はじまり
長い夢を見ていた気がする。
しかし意識がはっきりしていくほどにその内容は思い出せなくなってしまった。
目を開くが視界が定まらずぼんやりとする。
何か情報を得ようと周りを見渡そうするが、首を上手く動かせない。首だけでなく手や足までも自由に動かせず辛うじて指先が動く程度だ。

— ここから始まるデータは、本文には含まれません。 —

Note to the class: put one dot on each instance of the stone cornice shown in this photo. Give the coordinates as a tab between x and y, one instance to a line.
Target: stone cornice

唯一自由に動かせる目を走らせるもまだ視界はぼんやりとして何があるかは分からない。
しばらくして目や体の機能が回復し、確認するとここはどうやら真っ白な部屋の中であることが分かった。自分が寝ているベットを含め全てが白で統一されており、汚れひとつ見つからない。体を動かすことが出来れば現状を把握できるのだがそれすらもままならない。
「お目覚めですか。」
突然真横に現れた燕尾服の似合う白髪の老人が丁寧な口調で語りかける。
「私はこの屋敷の執事であるセバスと申します。以後お見知りおきを。」
─────ここはどこなのか。
そう口にしようとしたが口が動かない。喋り方を忘れているのかもしれない。
「大変申し訳ありませんがこの場所の具体的な位置は私の口からはお伝えできません。ですが安全な場所であると保証致します。」
こちらの考えを読み取るようにセバスが答える。
─────私は誰なのか。
今度は口から息がこぼれるだけで言葉にはならない。しかしセバスは当然のように返答する。
「なるほど…ご自分が分からないとなると記憶喪失でしょうか。それは困りましたね。」
他人事のように言われ少しムッとしたが気を抑える。
「まずは私の主人の元へと行きましょうか。そちらにお召し物をご用意しましたのでお着替えになられてください。」
「そう……が……かせ…い。」
そうしたいが体が動かせない。と言いたかったが上手く発音ができなかった。
「そうでしたか。ふむ。ここはひとつ私がマッサージして差し上げましょう。幾らか体がほぐれて動かせるようになるでしょう。マッサージも執事の嗜みのうちなので腕には自信がありますよ。」
そう言って指の関節を鳴らすセバス。その提案を快く受け入れてしまった私は体の自由と引き換えに大変な苦痛を味わうことになった。